Conosco un ex-ispettore del Ministero della Pubblica Istruzione,
ex-preside, a quei tempi professore nella scuola dove era preside la mamma
di Enrico Deaglio, la quale si confidava coi professori raccontando la sua
disperazione di vivere col diavolo in casa. E non si riferiva solo
al figlio ma anche agli amici del figlio fra cui Sofri che era sempre a casa
sua, letteralmente compagni di merenda, svuotando il suo frigo mentre complottavano
la rivoluzione.
Ho un’amica il cui padre faceva parte della classe dirigente di
alcune aziende italiane prese di mira dai terroristi. Ha vissuto la
sua gioventù sapendo che il nome di suo padre stava sulle loro liste
nere, aspettando ogni sera con ansia, insieme a sua madre e ai suoi fratelli,
il suo rientro.
Le testimonianze di queste persone per me sono più eloquenti
delle analisi dei giuristi sui punti e virgola o articoli e commi della Costituzione.

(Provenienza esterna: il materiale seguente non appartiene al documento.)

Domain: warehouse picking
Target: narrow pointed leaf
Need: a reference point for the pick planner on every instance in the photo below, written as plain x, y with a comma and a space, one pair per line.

Parlando dell’impasse del Caso Sofri, Giuliano Ferrara dice che
Ciampi e Sofri sono due prigionieri, uno negli uffici di Palazzo Quirinale,
l’altro nel carcere Don Bosco di Pisa. Secondo me, invece, sono due
uomini che condividono un’altra prigione, quella della propria coscienza.

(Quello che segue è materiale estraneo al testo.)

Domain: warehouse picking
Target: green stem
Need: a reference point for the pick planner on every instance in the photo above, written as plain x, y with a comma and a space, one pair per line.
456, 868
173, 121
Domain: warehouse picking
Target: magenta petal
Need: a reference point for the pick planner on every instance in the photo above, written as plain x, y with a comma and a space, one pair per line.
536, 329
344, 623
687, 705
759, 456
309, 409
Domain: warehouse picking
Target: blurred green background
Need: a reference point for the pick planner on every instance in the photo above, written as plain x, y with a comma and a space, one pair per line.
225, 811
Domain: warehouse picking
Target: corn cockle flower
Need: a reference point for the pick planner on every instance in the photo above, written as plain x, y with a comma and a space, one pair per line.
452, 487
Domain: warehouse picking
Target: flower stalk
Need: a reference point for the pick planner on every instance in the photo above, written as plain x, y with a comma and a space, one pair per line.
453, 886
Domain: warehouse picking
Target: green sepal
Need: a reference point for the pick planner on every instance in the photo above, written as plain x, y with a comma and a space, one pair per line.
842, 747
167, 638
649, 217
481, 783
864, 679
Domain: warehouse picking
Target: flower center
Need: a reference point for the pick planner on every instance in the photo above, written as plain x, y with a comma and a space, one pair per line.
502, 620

L’uno, al di là delle chiacchiere e consigli che si stanno facendo
intorno a lui con la pretesa di tutti di suggerire ciò che lui dovrebbe
o non dovrebbe fare, per la formalità della lettera della legge o
per la consuetudine, Ciampi si rende conto che, come Presidente della Repubblica
deve rappresentare tutti gli italiani, e che, al contrario di quello che
dice Marco Pannella, gli italiani non hanno passato il Natale aspettando
che Gesù Bambino portasse la grazia a Sofri, né ansimavano
per lo stesso dono con l’arrivo dei Re Magi. L’altro prigioniero, al
di là della sua colpevolezza diretta o non per l’omicidio di Calabrese,
dei suoi tanti processi, della scrittura della motivazione dell’ultima sentenza
che ha ribaltato la sua assoluzione, Sofri sa di avere una colpa ancora più
grande, quella di non aver sporcato le proprie mani di sangue, ma d’averle
fatto sporcare a tanti giovani istigati ed ispirati dalle parole aberranti
di un movimento di cui lui era capo.